E dal calcio e con il calcio ripartono molte vite di perseguitati dal terrorismo. Come Seidou Soumaila, 19enne del Mali che gioca a con il Trastevere, club primo in classifica nel girone H della serie D. Porta ancora addosso le cicatrici e le percosse lasciate dalle brutalità dell'Isis. Precedentemente, in Mali, il padre venne ucciso da dei tuareg che volevano rubargli il bestiame. Lo sport, insomma, nonostante la sua finanziarizzazione ed il suo connotato ormai ultramediatico, resta ancora un viatico di speranza per molti. Il calcio è per gli estremisti islamici una pericolosa distrazione dal culto e niente più. " Le istituzioni religiose saudite nel passato precisarono che gli unici giochi ammessi erano quelli praticati nel VII d.C. Si aggiunse una sentenza (fatwa) del 2005, dove degli esponenti religiosi sauditi ammisero la competizione calcistica a patto che non venissero utilizzato termini di lingua straniera e che fosse preferibile giocare in un numero inferiore o superiore ad undici", si legge in questo pezzo.
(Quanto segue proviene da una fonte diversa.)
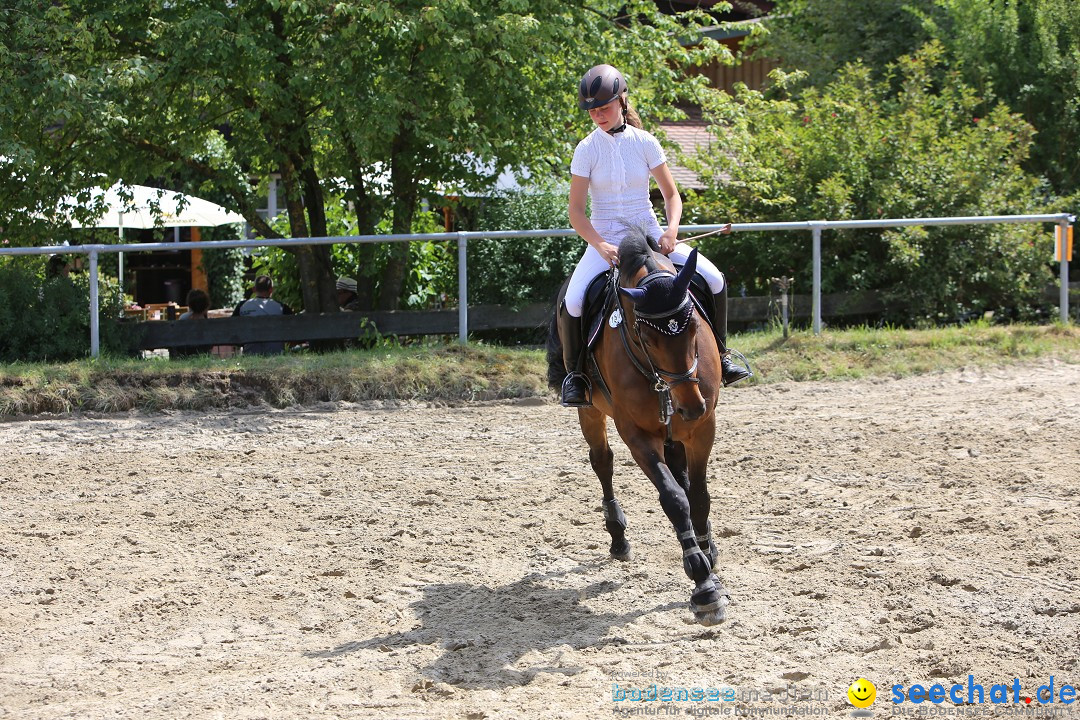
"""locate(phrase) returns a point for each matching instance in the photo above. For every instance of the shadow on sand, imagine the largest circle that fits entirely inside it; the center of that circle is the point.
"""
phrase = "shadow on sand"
(486, 632)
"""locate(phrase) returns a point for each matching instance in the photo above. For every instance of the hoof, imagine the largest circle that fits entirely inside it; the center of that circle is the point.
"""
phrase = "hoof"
(712, 613)
(711, 619)
(711, 602)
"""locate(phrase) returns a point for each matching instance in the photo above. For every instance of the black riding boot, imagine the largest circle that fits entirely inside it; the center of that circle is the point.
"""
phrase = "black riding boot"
(730, 371)
(576, 386)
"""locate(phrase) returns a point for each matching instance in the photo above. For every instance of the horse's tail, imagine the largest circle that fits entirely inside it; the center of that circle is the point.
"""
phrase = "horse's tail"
(556, 370)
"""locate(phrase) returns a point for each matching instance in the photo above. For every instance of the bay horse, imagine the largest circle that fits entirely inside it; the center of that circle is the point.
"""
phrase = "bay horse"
(657, 362)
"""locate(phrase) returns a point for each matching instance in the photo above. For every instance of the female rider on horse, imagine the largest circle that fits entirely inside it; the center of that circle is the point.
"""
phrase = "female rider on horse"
(613, 164)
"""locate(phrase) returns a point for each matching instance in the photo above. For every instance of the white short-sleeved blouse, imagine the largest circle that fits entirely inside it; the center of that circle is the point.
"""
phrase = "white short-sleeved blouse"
(618, 171)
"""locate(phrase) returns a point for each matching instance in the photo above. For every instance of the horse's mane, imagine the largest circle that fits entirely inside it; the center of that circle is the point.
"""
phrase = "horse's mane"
(635, 253)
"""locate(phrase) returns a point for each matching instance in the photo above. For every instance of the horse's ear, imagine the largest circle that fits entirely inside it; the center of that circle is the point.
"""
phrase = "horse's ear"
(635, 294)
(686, 274)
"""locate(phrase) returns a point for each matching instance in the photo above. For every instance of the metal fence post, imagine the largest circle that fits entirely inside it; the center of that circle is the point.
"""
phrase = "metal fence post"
(1063, 234)
(817, 279)
(94, 329)
(462, 291)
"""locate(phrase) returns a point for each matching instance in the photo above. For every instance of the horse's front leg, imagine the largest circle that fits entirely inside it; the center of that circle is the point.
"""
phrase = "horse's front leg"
(594, 428)
(705, 601)
(710, 608)
(698, 449)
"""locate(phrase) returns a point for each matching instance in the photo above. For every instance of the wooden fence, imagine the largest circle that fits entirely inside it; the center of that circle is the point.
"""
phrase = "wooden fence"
(333, 326)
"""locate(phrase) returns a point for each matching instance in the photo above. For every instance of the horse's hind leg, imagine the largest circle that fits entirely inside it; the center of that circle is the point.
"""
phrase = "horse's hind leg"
(594, 428)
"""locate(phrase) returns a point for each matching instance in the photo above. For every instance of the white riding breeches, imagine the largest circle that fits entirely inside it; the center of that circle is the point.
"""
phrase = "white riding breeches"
(592, 265)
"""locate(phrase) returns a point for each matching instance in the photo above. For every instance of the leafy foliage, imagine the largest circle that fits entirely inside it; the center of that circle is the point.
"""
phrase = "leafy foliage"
(380, 103)
(48, 318)
(854, 150)
(517, 271)
(1022, 54)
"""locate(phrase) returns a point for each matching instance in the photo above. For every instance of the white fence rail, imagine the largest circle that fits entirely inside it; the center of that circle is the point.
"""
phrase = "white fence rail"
(1063, 220)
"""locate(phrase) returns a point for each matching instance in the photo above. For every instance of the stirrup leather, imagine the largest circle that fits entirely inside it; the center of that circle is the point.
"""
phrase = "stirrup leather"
(568, 385)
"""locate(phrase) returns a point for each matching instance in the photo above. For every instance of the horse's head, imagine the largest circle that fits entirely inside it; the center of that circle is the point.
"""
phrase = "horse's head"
(663, 318)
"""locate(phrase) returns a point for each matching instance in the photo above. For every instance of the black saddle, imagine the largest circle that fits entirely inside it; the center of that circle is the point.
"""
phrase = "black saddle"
(602, 298)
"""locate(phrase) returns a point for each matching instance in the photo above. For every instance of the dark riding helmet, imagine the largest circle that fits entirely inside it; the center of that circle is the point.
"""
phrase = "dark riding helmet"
(601, 85)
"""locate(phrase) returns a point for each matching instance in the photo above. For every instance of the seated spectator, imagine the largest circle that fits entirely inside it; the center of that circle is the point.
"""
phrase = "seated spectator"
(347, 294)
(261, 303)
(198, 309)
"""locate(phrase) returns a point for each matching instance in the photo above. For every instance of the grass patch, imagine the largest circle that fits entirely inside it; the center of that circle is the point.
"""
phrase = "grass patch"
(456, 375)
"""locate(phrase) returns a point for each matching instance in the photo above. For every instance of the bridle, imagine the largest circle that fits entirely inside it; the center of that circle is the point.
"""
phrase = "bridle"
(672, 324)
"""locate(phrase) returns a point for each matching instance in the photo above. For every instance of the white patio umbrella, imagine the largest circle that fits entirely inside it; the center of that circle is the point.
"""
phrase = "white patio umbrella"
(149, 207)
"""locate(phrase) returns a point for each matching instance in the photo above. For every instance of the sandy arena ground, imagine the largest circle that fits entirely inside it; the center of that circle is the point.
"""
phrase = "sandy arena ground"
(450, 562)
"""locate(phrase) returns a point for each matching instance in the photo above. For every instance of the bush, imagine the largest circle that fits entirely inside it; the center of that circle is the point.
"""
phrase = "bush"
(48, 318)
(855, 149)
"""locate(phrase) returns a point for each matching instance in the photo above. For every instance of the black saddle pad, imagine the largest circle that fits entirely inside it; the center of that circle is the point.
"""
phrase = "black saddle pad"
(598, 298)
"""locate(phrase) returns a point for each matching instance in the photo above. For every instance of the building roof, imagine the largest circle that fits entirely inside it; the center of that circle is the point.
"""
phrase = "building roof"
(690, 135)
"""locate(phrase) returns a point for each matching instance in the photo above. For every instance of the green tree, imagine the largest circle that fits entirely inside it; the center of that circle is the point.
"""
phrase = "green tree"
(856, 149)
(381, 102)
(1023, 54)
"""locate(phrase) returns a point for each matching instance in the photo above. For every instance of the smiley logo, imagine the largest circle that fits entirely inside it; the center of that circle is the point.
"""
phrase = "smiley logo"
(862, 693)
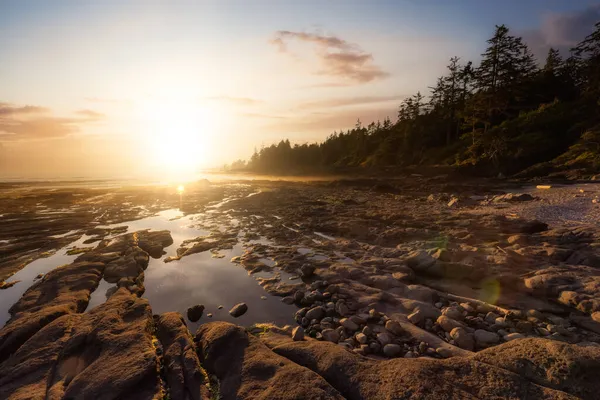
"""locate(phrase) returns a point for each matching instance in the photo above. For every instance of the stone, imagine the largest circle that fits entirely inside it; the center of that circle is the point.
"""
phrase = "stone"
(485, 338)
(416, 318)
(513, 336)
(375, 347)
(394, 327)
(349, 324)
(392, 350)
(238, 310)
(361, 338)
(384, 338)
(195, 313)
(524, 326)
(315, 313)
(444, 352)
(448, 324)
(330, 335)
(490, 318)
(463, 339)
(420, 261)
(307, 270)
(298, 296)
(298, 334)
(454, 312)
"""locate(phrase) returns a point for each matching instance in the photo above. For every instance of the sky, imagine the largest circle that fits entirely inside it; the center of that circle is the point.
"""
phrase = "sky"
(129, 88)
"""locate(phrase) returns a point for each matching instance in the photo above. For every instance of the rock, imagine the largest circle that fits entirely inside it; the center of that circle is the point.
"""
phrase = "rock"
(247, 369)
(524, 326)
(330, 335)
(443, 352)
(534, 226)
(569, 298)
(195, 313)
(307, 270)
(392, 350)
(420, 261)
(454, 312)
(298, 334)
(462, 339)
(416, 318)
(315, 313)
(394, 327)
(298, 296)
(384, 338)
(513, 336)
(517, 239)
(349, 324)
(361, 338)
(484, 338)
(490, 318)
(238, 310)
(183, 372)
(107, 352)
(536, 314)
(448, 324)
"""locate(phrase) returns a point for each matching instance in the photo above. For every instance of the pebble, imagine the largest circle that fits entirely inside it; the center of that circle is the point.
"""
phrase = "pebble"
(384, 338)
(315, 313)
(444, 352)
(195, 313)
(298, 334)
(392, 350)
(349, 324)
(416, 317)
(361, 338)
(330, 335)
(394, 327)
(513, 336)
(485, 338)
(238, 310)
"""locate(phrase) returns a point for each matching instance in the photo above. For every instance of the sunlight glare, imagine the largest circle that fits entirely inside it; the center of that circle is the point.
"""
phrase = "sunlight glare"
(179, 134)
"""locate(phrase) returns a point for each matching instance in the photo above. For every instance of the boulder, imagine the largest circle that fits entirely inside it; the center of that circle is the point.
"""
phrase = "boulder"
(195, 313)
(485, 338)
(462, 339)
(238, 310)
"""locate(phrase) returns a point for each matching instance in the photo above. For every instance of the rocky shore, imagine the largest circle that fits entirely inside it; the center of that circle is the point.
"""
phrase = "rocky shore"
(409, 288)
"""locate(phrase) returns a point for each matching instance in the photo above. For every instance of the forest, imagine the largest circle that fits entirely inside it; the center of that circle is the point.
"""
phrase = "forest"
(509, 115)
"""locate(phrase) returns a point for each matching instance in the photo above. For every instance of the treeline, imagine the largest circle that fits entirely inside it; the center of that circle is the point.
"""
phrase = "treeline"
(508, 114)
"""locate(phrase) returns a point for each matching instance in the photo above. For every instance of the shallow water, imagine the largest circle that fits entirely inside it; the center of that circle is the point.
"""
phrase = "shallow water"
(177, 285)
(202, 279)
(27, 275)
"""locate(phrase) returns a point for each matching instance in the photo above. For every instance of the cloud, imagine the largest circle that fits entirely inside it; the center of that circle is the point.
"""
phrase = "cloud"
(103, 100)
(338, 57)
(8, 110)
(562, 31)
(350, 101)
(19, 123)
(240, 101)
(264, 116)
(90, 114)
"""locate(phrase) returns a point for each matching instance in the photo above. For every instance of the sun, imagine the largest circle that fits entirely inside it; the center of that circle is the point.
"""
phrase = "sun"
(178, 133)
Ad essere messo in discussione, oltre al ruolo sociale, è la stessa simbologia dietro i valori sportivi occidentali. . Ali al-Ahmed, analista saudita, spiegò come “le gambe e le ginocchia sono scoperte quando si gioca calcio, e questo è vietato dal Corano”. I jihadisti non possono tollerare il calcio, poiché questo è totalmente distante dallo stile di vita promosso dal loro profeta. Sono molti, come se non bastasse quanto detto sinora, i casi di attentati compiuti durante le partite amatoriali. "Purtroppo spesso non abbiamo testimonianze dirette, sappiamo solo quello che viene riportato attraverso i video diffusi in rete. Ma è certo che indipendentemente dal rapporto con il calcio, lo stadio rimane un obiettivo importante perché permette di colpire un gran numero di persone, e per il grande impatto mediatico che ne consegue. E della lista fa parte ovviamente anche l’attacco allo Stade de France di novembre", disse alla Rivista Undici, James M. Dorsey, co-direttore dell’Institute for Fan Culture dell’Università di Würzburg.

Quello che la jihad odia del calcio è l'attenzione che questo sport produce nei partecipanti, calciatori e tifosi, procurando una conseguente distrazione dagli aspetti fondamentalisti che invece dovrebbero condire un'esistenza retta. Questo gioco, si sa bene, è lo sport del popolo. Non solo nei nostri confini nazionali. Socialmente riesce a coinvolgere qualunque fascia economica, qualunque fascia anagrafica e quasi ogni tipo di personalità psicologica. Il rapporto dell'islam con lo sport europeo per l'eccellenza è intriso d'odio, per questo non ci dovremmo stupire più di tanto se venisse fuori che dietro l'attentato al pullman del Borussia Dortmund ci fosse proprio Daesh.

Il calcio è una metafora della vita, diceva Jean-Paul Sartre. Pier Paolo Pasolini disse a Guido Gerosa, durante un'intervista ad "Europeo": "Il calcio è l’ultima rappresentazione sacra del nostro tempo. È rito nel fondo, anche se è evasione. Mentre altre rappresentazioni sacre, persino la messa, sono in declino, il calcio è l’unica rimastaci. Il calcio è lo spettacolo che ha sostituito il teatro". L'ultima, per l'appunto.

Motivo in più per far sì che l'Isis non riesca a sopportarla.